Les fabricants ou autres utilisateurs qui ont besoin d'un haut niveau de fiabilité auront recours à des bancs d'essai automatisés (par exemple, un banc d'essai pour contacts auxiliaires/de signal ou des lignes d'essai automatiques pour interrupteurs d'isolation de charge) afin de tester les interrupteurs et de s'assurer qu'ils répondent aux normes de qualité des produits, qu'ils sont conformes aux exigences de la CEI et qu'ils fournissent des informations de traçabilité.
Pour déterminer quel type de matériel de test Avant d'acheter les commutateurs nécessaires à votre application, vous devez d'abord déterminer le type de commutateur, le nombre de commutateurs requis et les normes auxquelles ceux-ci doivent se conformer.

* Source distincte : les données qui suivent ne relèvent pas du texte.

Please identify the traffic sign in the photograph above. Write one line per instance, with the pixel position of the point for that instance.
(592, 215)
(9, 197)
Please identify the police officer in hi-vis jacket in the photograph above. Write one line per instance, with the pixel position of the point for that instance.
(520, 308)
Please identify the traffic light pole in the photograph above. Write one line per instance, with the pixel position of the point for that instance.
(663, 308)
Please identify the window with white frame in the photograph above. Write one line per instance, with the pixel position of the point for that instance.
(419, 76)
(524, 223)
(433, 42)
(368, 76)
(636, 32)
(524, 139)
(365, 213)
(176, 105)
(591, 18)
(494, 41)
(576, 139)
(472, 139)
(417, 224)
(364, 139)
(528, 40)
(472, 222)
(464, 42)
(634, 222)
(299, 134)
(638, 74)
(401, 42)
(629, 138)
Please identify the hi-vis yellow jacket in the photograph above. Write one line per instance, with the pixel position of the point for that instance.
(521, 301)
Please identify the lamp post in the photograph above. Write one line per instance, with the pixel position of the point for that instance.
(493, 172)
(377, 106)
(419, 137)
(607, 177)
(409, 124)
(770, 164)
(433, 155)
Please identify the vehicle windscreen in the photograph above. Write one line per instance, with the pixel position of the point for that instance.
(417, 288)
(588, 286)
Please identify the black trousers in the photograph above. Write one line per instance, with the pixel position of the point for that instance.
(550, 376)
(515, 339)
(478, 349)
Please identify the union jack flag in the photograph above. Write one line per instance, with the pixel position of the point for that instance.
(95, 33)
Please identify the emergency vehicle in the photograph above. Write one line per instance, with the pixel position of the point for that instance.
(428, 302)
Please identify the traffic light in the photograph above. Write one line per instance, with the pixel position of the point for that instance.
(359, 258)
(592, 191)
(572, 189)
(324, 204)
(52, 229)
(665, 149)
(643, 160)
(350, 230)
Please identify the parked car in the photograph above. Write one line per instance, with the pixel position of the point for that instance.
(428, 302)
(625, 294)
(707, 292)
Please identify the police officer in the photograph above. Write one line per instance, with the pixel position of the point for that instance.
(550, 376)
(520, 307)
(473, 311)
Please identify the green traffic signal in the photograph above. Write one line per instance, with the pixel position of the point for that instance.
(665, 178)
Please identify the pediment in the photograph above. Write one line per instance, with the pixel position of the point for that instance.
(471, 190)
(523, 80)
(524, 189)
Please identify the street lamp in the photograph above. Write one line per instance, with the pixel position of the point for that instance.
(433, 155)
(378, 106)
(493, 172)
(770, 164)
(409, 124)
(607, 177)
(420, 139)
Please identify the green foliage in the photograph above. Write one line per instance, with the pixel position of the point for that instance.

Une fois ces informations en votre possession, vous pourrez alors contacter différents fournisseurs et leur demander des échantillons. tests de commutation être effectués à l'aide de vos commutateurs. Le prix des bancs d'essai de qualité professionnelle peut varier entre $8 000 pour un banc d'essai standard à poste unique et $200 000 pour un système de test en ligne entièrement automatisé.
En investissant dans un équipement de test adapté aux commutateurs, vous pouvez réduire le nombre de pannes de commutateurs sur le terrain, protéger l'image de marque et obtenir un retour sur investissement (ROI) dans un délai de 12 à 18 mois grâce à la diminution du nombre de réclamations au titre de la garantie.